Ces derniers sont d’ailleurs exaspérés. Déjà depuis plusieurs semaines des sifflets ce sont font entendre. Mais contre Mayence cela a pris un peu plus d’importance pour atteindre là-aussi un nouvel échelon ce samedi 2 mars. Les ultras ont abaissé les drapeaux et au fil du match la tension est montée. Les chants habituels ont laissé place à un colérique « on en a assez » qui a raisonné dans le stade. Au coup de sifflet final, les joueurs se sont avancé vers eux pour s’excuser. Le capitaine Benjamin Stambouli s’est excusé, les larmes aux yeux « Nous sommes de petits joueurs, Schalke est un grand club ». Ceci n’a pas empêché les ultras de lui prendre son brassard de capitaine. Et après les joueurs, c’est Domenico Tedesco qui est allé se présenter devant eux, tout aussi désolé que ses joueurs. Ce dernier s’est ensuite exprimé devant la presse et a simplement dit « C’était une performance extrêmement mauvaise. C’était plat et sans vie. » Avant d’ajouter « Je ne suis pas le genre de personne qui fuit. Nous devons nous y remettre et être présents pour le prochain match. »

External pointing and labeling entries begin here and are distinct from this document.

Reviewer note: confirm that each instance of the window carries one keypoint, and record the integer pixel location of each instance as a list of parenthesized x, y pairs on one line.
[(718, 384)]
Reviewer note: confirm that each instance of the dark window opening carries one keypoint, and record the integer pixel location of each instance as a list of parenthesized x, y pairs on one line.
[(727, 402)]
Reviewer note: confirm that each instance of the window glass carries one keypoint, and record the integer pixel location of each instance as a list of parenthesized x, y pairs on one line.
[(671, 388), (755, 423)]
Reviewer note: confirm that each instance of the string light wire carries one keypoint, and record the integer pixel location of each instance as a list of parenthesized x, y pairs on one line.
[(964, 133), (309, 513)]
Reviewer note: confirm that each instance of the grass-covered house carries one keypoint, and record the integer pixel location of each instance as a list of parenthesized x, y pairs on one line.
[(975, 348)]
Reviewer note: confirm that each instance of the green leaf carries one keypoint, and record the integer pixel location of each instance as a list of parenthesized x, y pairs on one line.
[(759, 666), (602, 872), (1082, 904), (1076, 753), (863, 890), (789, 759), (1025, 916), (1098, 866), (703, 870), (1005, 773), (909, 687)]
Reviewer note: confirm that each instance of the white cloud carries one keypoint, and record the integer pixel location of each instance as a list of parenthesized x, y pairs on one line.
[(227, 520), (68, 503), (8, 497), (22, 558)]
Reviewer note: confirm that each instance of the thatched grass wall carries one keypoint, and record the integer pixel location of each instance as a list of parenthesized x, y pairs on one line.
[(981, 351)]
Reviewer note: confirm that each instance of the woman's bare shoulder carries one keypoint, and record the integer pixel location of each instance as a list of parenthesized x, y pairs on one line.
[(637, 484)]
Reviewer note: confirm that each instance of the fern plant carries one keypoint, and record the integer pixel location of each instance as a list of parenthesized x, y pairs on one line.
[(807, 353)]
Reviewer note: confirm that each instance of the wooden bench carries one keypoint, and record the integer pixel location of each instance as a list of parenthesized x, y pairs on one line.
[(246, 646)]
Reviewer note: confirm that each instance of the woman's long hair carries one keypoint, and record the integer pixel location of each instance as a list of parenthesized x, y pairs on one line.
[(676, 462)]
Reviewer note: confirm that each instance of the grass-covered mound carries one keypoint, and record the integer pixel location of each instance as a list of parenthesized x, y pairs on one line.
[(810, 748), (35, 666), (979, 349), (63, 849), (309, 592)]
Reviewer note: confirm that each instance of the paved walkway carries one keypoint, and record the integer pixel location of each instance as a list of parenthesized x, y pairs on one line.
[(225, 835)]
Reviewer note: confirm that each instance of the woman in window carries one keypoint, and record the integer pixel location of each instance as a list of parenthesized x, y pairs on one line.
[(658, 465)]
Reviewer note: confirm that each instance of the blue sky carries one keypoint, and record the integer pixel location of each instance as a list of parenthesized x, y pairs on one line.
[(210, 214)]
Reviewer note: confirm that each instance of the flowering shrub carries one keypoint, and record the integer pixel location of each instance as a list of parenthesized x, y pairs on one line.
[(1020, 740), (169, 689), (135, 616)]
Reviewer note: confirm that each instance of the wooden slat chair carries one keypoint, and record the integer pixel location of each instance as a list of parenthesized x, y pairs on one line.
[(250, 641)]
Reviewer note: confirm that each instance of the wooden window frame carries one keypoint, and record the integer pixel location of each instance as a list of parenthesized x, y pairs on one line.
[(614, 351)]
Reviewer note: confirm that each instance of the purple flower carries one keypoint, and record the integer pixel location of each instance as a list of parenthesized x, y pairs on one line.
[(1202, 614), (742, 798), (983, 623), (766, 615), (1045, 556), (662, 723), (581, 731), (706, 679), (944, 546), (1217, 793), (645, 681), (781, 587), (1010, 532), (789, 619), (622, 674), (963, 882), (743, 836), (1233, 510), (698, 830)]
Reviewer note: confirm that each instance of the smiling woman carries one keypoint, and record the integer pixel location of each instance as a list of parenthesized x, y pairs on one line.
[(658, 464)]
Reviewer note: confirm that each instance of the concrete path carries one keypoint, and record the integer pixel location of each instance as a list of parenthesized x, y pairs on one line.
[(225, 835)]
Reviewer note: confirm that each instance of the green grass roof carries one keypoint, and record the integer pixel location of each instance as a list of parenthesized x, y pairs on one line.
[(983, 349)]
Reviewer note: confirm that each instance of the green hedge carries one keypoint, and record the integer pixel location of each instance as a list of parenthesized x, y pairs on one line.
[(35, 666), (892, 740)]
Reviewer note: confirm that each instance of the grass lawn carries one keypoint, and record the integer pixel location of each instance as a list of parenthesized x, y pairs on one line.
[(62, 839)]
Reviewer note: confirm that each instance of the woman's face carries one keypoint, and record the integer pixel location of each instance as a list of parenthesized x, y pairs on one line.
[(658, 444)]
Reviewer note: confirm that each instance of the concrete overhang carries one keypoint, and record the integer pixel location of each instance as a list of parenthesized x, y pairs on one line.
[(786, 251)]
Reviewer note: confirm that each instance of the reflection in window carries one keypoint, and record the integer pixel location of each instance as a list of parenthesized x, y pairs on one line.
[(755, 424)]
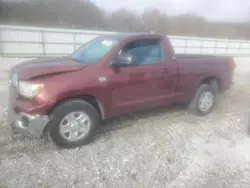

Malgré le point de crise atteint lors de cette journée de Bundesliga, l’entraîneur allemand ne semble pas sur le départ. Et pour cause, il semble taillé pour ce club et le comprend extrêmement bien. Aller affronter directement les ultras, avec qui il faisait la fête il y a rien longtemps, est une autre preuve de son attachement au club. Bien que pour certains, cela n’est que de la communication, à Gelsenkirchen, cela signifie sans doute beaucoup plus. Les différents médias allemands s’accordent d’ailleurs à dire qu’il restera à son poste. Le nouveau directeur sportif, Jochen Scheinder, qui prend ses fonctions le 5 mars ne va pas le licencier. C’est là une grande preuve que D. Tedesco reste l’homme de la situation. En attendant, il faut juste espérer que cette claque remettra les idées en place pour que le club reprenne sa marche en avant. Une marche qui se fera une nouvelle fois difficielement puisque c’est encore une fois une montagne qui est face à lui.